Herkesin aklında Napoli maçı vardı. Hoca da rotasyon yaptı. Aboubakar’ı formda olmasına rağmen kenarda tuttu. Bir test oldu bu...
Evinde 5 maçı var Gençlerbirliği'nin, ikisini büyük takımlarla oynadı. (G.Saray ve Beşiktaş)... 1-0'dan 1-1'e yakalandılar ama onlar standardında oynadı, kapasiteleri bu. Disiplinli oynamaya çalıştılar. Serdar Gürler'in ayağına top tam oturdu pozisyonda. Gözüktüğü kadar kolay vuruşlar değildir bunlar. Yere vurduktan sonra üstten auta bile gidebilirdi.
Şenol Hoca, uzun süredir oynamayan Olcay, Talisca ve Quaresma üçlüsünün arkasında Tolgay ile Necip ikilisini kullandı. Necip erken sakatlanınca Adriano'yu onun yerine kaydırıp Tosic'i sol beke çekti. İkinci yarıda ise Marcelo öne çıkıp Adriano'nun tekrar beke dönmesini sağladı. İki kez sol bek değişti. Bundan kaynaklı ne Adriano, ne kısa süreli Tosic, ne de sağ bek Gökhan Gönül'den hücum katkısı sağlayabildi. Şenol Güneş ne kadar önem verirse versin, herkesin aklında belli ki Napoli maçı vardı. Hoca da rotasyon yaptı. Aboubakar'ı formda olmasına rağmen kenarda tuttu. Bir test oldu bu. Beşiktaş vitesi biraz yükseltti, 3-4 tane gol yapabilecek kadar pozisyon buldu. Beşiktaş, Beşiktaş gibi oynadı ikinci yarı ama 1 gol atabildi.

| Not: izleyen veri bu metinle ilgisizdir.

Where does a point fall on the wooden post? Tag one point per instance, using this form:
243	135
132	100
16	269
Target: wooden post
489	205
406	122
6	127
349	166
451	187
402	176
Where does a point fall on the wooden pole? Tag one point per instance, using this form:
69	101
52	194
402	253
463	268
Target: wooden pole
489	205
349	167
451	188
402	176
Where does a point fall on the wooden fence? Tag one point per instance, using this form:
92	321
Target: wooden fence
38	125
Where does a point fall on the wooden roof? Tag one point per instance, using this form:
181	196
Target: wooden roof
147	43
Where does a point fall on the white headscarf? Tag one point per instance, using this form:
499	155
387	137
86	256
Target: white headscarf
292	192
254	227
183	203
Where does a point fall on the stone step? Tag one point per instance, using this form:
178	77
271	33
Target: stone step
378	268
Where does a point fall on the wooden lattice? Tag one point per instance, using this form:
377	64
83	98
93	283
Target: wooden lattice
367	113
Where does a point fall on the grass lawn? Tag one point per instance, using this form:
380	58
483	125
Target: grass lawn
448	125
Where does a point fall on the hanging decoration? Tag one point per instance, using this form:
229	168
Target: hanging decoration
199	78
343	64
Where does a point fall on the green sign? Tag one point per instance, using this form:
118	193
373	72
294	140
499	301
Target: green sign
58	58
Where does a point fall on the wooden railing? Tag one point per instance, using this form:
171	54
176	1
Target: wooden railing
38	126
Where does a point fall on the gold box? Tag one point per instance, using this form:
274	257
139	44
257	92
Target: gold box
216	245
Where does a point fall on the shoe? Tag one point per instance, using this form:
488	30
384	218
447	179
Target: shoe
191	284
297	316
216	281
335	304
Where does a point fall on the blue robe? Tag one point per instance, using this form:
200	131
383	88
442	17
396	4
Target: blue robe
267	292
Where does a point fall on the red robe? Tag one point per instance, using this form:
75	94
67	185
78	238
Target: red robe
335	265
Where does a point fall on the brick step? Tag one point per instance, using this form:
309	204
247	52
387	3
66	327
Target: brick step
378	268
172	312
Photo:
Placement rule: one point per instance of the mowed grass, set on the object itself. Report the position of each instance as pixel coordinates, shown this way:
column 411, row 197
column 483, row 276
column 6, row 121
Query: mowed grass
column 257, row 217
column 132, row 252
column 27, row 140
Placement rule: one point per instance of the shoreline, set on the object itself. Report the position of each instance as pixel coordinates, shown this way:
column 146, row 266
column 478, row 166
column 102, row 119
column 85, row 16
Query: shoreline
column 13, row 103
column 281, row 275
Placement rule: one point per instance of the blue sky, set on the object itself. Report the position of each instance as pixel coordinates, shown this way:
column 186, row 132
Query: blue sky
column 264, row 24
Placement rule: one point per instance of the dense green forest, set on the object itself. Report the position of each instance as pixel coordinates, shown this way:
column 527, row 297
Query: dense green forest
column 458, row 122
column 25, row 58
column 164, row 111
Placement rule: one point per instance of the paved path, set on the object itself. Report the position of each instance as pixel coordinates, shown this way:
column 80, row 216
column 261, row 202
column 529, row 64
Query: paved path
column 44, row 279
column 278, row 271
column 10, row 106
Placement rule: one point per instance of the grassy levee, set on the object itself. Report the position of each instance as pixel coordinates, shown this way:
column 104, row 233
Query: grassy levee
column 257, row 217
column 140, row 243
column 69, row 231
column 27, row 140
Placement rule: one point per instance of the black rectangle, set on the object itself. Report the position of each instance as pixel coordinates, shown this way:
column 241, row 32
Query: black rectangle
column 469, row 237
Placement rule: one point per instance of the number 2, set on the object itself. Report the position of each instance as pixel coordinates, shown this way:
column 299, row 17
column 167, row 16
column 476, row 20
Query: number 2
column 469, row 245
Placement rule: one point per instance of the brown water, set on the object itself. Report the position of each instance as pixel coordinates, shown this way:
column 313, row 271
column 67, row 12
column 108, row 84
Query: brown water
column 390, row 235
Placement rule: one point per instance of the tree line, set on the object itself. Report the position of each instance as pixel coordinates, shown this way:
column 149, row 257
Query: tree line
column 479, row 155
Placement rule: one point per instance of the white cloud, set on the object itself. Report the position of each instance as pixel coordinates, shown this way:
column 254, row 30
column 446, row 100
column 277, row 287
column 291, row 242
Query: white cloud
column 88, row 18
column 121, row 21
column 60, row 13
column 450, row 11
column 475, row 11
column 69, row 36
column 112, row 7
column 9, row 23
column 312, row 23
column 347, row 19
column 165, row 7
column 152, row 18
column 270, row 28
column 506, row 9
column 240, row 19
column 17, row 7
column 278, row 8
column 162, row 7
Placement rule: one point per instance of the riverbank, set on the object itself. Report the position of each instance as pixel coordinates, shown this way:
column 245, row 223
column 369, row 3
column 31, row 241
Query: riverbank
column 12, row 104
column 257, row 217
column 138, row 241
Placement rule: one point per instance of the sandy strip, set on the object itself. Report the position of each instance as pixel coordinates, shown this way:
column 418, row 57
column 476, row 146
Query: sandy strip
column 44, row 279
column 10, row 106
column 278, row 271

Fabri kesinlikle hatalı golde. Bir pozisyon çıkardı, bir de İrfan'ın frikiğinde doğru tahminde bulundu. Giray Bulak Hoca, "1-4-3-3 demek gerekir taktik dizerken" der. Doğru bir tespit. Ayağı çok iyi diyebiliriz kalecinin ama önce eli iyi olacak! Eli iyi olursa kadayıf, ayağı iyi olursa kaymak olur. Rüştü'nün ayağı nasıldı? Schmeichel'ın nasıldı?